Eleições
iraquianas: mito ou realidade?
As recentes eleições
iraquianas tiveram um comparecimento expressivo e um clima de aparente
normalidade, apesar das ameaças da guerrilha. Contudo, poucos
analistas acreditam num caminho fácil rumo à democracia.
Para uma compreensão equilibrada do processo, é necessário
considerar algumas questões sobre a política iraquiana,
a fim de evitar-se interpretações radicalmente pessimistas
ou otimistas.
A primeira delas, é
evitar comparar o Iraque com o "atraso" político
vigente em outros países da região. O Partido Baas,
do qual Saddam Hussein foi o último líder, era um
movimento laico (não se baseava em conceitos religiosos),
modernizador e socialmente progressista.
Se não promoveu
a democracia concretamente e adotou mesmo formas autoritárias,
afirmava ser defensor da participação popular na
política. Jovens e mulheres foram juridicamente emancipados,
a alfabetização, a urbanização e a
industrialização foram estimuladas e os serviços
sociais praticamente universalizados. Portanto, existe uma base
social prévia para a construção de uma democracia.
O regime era muito mais uma ditadura militar de um país
que passou mais de duas décadas em guerra.
Evidente que ainda
persistem estruturas sociais de clãs, que prejudicam a
construção de uma sociedade civil nos moldes ocidentais,
sendo o caminho ainda longo. Mas nada que se compare com as petromonarquias
(aliadas do Ocidente), onde não há eleições,
as mulheres não participam politicamente e os valores religiosos
e patriarcais são políticas de Estado. Apesar de
manipuladas, havia eleições no Iraque, com a participação
das mulheres, muitas das quais eram deputadas no parlamento iraquiano.
Além disso, o regime mobilizava a população,
ao contrário das monarquias conservadoras.
O grande problema é
que o pilar do anterior Estado iraquiano, a comunidade sunita
e o partido Baas (que aceitava pessoas de qualquer etnia ou religião)

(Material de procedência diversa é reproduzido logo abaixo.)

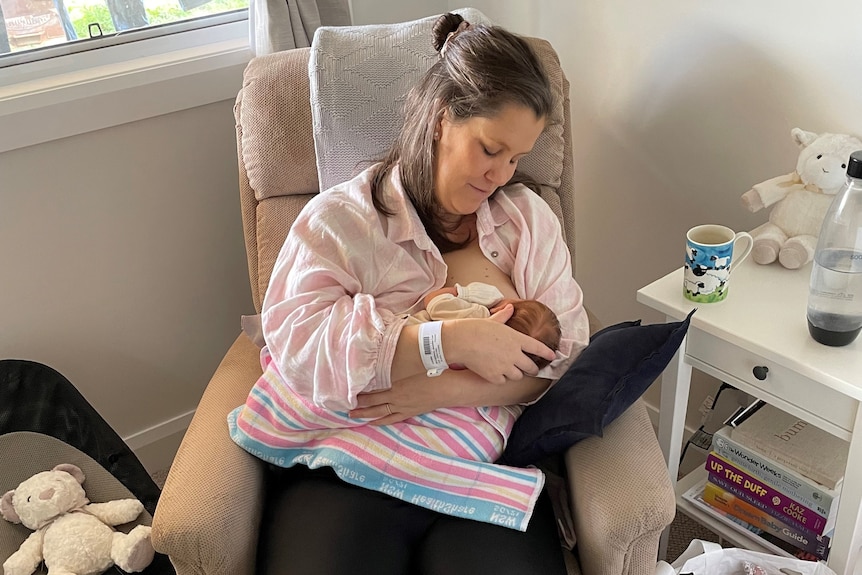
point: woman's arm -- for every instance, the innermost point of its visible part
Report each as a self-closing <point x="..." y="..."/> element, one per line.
<point x="488" y="347"/>
<point x="420" y="394"/>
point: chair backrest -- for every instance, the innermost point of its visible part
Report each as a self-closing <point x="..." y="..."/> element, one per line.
<point x="278" y="171"/>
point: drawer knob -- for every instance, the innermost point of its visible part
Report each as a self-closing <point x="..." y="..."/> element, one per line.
<point x="760" y="372"/>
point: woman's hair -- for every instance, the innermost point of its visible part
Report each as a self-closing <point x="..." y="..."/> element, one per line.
<point x="538" y="321"/>
<point x="481" y="69"/>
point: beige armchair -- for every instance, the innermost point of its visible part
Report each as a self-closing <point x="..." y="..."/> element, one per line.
<point x="208" y="516"/>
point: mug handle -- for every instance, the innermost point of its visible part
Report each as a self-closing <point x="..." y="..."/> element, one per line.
<point x="739" y="258"/>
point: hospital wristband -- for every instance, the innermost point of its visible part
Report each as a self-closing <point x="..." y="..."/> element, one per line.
<point x="431" y="348"/>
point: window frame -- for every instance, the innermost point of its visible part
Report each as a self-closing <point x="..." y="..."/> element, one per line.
<point x="77" y="93"/>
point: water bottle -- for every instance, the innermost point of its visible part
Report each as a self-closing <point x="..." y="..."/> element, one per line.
<point x="835" y="291"/>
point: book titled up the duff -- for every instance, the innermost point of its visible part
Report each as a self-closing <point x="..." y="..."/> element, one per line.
<point x="797" y="444"/>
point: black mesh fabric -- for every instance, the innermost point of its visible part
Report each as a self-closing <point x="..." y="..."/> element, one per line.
<point x="37" y="398"/>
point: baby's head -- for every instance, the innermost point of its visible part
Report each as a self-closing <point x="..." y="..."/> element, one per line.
<point x="538" y="321"/>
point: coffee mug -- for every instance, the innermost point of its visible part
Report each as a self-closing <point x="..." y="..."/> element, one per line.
<point x="709" y="250"/>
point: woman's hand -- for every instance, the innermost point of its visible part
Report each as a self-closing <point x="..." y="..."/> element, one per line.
<point x="421" y="394"/>
<point x="491" y="349"/>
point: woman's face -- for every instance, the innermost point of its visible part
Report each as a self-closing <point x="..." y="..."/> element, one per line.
<point x="476" y="156"/>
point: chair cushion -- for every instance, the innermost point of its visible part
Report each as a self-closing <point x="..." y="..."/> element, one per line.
<point x="274" y="116"/>
<point x="611" y="373"/>
<point x="359" y="78"/>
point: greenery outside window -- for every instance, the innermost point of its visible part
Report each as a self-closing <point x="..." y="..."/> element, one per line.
<point x="39" y="29"/>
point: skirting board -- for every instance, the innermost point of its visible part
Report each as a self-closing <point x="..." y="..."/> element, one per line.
<point x="156" y="446"/>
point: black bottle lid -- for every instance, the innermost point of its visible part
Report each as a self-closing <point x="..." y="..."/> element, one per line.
<point x="854" y="166"/>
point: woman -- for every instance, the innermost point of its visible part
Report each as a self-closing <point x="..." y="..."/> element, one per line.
<point x="360" y="259"/>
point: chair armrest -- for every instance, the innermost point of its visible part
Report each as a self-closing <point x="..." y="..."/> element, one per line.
<point x="621" y="495"/>
<point x="208" y="515"/>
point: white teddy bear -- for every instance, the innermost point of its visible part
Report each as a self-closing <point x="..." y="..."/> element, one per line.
<point x="801" y="199"/>
<point x="72" y="535"/>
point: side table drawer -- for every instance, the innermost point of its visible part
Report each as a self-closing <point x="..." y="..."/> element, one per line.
<point x="794" y="388"/>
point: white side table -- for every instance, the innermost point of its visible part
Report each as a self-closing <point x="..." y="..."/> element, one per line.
<point x="762" y="323"/>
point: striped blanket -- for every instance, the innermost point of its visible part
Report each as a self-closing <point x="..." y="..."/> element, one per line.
<point x="440" y="460"/>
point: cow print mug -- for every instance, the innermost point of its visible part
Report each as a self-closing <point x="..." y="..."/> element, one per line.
<point x="709" y="250"/>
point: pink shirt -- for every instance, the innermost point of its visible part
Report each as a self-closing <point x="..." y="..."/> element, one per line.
<point x="347" y="278"/>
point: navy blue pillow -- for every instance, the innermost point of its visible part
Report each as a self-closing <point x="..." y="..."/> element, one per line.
<point x="611" y="373"/>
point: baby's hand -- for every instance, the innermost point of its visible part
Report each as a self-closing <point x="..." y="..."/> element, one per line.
<point x="503" y="303"/>
<point x="439" y="292"/>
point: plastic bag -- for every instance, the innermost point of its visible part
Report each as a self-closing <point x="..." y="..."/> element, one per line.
<point x="707" y="558"/>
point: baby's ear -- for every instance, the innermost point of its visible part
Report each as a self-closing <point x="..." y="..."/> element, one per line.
<point x="6" y="510"/>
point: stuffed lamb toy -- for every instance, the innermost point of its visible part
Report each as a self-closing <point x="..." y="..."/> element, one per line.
<point x="72" y="535"/>
<point x="800" y="199"/>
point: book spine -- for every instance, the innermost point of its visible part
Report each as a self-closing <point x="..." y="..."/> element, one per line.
<point x="727" y="502"/>
<point x="791" y="484"/>
<point x="763" y="496"/>
<point x="801" y="466"/>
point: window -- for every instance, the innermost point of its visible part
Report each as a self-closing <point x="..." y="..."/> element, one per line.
<point x="40" y="29"/>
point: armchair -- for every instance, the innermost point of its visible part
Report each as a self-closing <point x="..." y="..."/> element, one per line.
<point x="208" y="516"/>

foram excluídos do processo. Os curdos, por sua vez, gozam
hoje de uma autonomia invejada por outros grupos. Já os
xiitas do sul, que são o maior grupo do país e venceram
as eleições, são uma incógnita. Desmobilizados
e reprimidos por Saddam desde a Revolução Iraniana,
pois Khomeini os incitava à rebelião, eles votaram
na lista dos seus aiatolás. O primeiro ministro Alawi,
um xiita que pertenceu ao partido de Saddam, não conseguiu
muitos votos. Isto porque, apesar de detestarem o ex-ditador,
eles igualmente são contrários à presença
de tropas de ocupação americanas. Vale lembrar que
há quase um ano eles se revoltaram e dominaram cinco cidades
importantes.
A votação
massiva não deve impressionar, pois a maioria da população
é composta por funcionários públicos ou depende
de ajuda governamental, e foi constrangida a votar, como nos tempos
de Saddam (embora agora tenham podido escolher, ainda que dentro
de certos limites). Mas o boicote foi grande e os problemas já
começaram, pois as demais minorias não desejam um
governo majoritariamente xiita.
Por outro lado, qualquer
governo apoiado por tropas estrangeiras terá dificuldade
em conquistar os "corações e mentes" iraquianos.

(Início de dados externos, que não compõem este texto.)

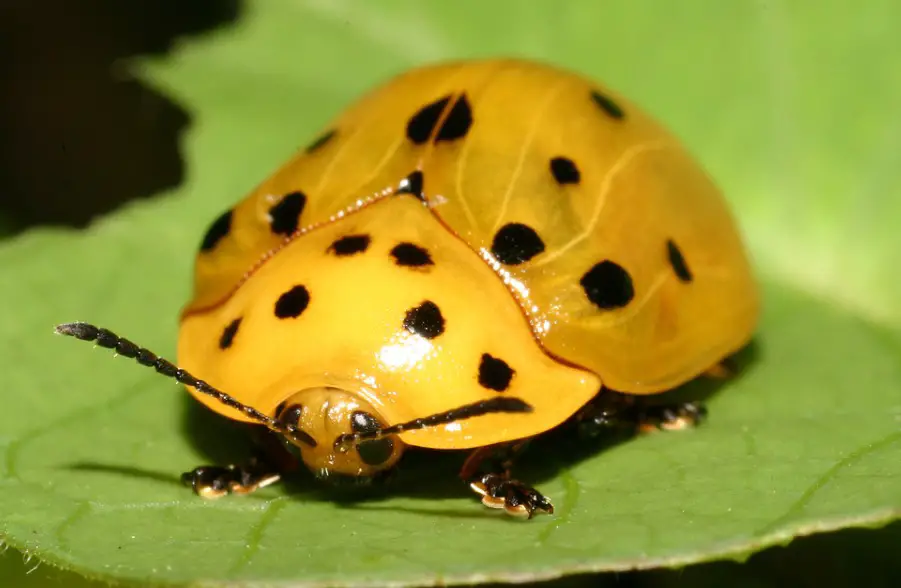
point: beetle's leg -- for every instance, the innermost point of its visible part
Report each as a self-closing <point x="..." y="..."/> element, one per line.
<point x="612" y="412"/>
<point x="266" y="467"/>
<point x="495" y="484"/>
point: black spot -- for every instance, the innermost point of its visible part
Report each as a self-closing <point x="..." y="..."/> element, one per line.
<point x="411" y="255"/>
<point x="494" y="373"/>
<point x="292" y="303"/>
<point x="219" y="229"/>
<point x="425" y="320"/>
<point x="677" y="260"/>
<point x="564" y="170"/>
<point x="458" y="121"/>
<point x="285" y="215"/>
<point x="350" y="245"/>
<point x="516" y="243"/>
<point x="291" y="416"/>
<point x="412" y="184"/>
<point x="321" y="140"/>
<point x="608" y="285"/>
<point x="421" y="124"/>
<point x="607" y="105"/>
<point x="228" y="334"/>
<point x="375" y="452"/>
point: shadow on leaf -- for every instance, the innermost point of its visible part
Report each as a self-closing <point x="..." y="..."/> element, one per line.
<point x="81" y="135"/>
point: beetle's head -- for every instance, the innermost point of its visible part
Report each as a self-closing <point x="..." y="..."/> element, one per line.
<point x="323" y="417"/>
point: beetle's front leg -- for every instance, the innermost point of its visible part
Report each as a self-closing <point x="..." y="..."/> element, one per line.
<point x="271" y="459"/>
<point x="497" y="487"/>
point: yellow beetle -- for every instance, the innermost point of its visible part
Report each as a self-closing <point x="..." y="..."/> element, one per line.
<point x="472" y="254"/>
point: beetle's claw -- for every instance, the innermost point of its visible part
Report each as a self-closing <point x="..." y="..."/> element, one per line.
<point x="517" y="499"/>
<point x="672" y="418"/>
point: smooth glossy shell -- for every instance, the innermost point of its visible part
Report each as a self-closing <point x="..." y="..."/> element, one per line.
<point x="552" y="196"/>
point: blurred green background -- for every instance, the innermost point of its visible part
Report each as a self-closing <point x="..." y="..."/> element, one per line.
<point x="82" y="137"/>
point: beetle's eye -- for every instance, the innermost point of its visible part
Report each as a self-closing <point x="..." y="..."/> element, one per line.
<point x="375" y="452"/>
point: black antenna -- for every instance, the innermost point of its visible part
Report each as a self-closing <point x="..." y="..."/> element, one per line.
<point x="467" y="411"/>
<point x="145" y="357"/>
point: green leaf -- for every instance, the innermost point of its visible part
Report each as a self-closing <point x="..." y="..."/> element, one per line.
<point x="791" y="106"/>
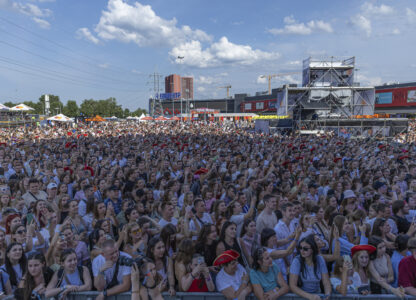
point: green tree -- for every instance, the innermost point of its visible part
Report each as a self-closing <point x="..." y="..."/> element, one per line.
<point x="71" y="108"/>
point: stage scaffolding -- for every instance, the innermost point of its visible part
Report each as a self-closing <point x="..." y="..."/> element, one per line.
<point x="328" y="91"/>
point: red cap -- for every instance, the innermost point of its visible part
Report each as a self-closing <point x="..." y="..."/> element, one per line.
<point x="226" y="257"/>
<point x="370" y="249"/>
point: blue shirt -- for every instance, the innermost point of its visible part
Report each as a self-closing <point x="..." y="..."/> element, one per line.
<point x="117" y="205"/>
<point x="396" y="258"/>
<point x="310" y="280"/>
<point x="268" y="281"/>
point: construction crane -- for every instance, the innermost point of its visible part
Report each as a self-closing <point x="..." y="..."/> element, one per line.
<point x="228" y="89"/>
<point x="269" y="78"/>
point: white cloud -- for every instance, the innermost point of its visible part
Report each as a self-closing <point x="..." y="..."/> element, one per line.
<point x="370" y="9"/>
<point x="293" y="27"/>
<point x="42" y="23"/>
<point x="139" y="24"/>
<point x="411" y="15"/>
<point x="220" y="53"/>
<point x="32" y="10"/>
<point x="369" y="80"/>
<point x="361" y="23"/>
<point x="85" y="33"/>
<point x="261" y="79"/>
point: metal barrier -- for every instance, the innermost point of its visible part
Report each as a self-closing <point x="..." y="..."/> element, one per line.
<point x="219" y="296"/>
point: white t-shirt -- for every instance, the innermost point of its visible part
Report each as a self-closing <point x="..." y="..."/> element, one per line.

Pior ainda, a incapacidade em melhorar a vida cotidiana da população
e de dar-lhes empregos mantém a instabilidade interna.
A ação da guerrilha contra a infra-estrutura contribui
ainda mais para isso. Finalmente, se for adotada uma Constituição
baseada em valores religiosos, será muito difícil
disseminar valores democráticos.
Assim, as
eleições têm mais a ver com a diplomacia americana
do que com o Iraque propriamente dito. O presidente Bush necessita
desengajar suas tropas do atoleiro iraquiano e buscar o apoio
da ONU e dos europeus, e para tanto tenta criar alguma imagem
de estabilidade e legitimidade, apresentando um interlocutor iraquiano
confiável, capaz de administrar o país. Muitos afirmam
que a democracia pode ser construída de fora para dentro,
pois os EUA já o fizeram com o Japão e a Alemanha
em 1945. Mas esses países haviam sido completamente derrotados,
a economia americana era pujante (hoje não, com os déficits)
e havia a Guerra Fria, que fazia com que as elites japonesa e
alemã preferissem os EUA como um mal menor. Para completar,
cabe a pergunta: os vizinhos do Iraque, sobretudos os aliados
dos EUA, desejam realmente uma democracia nas suas fronteiras?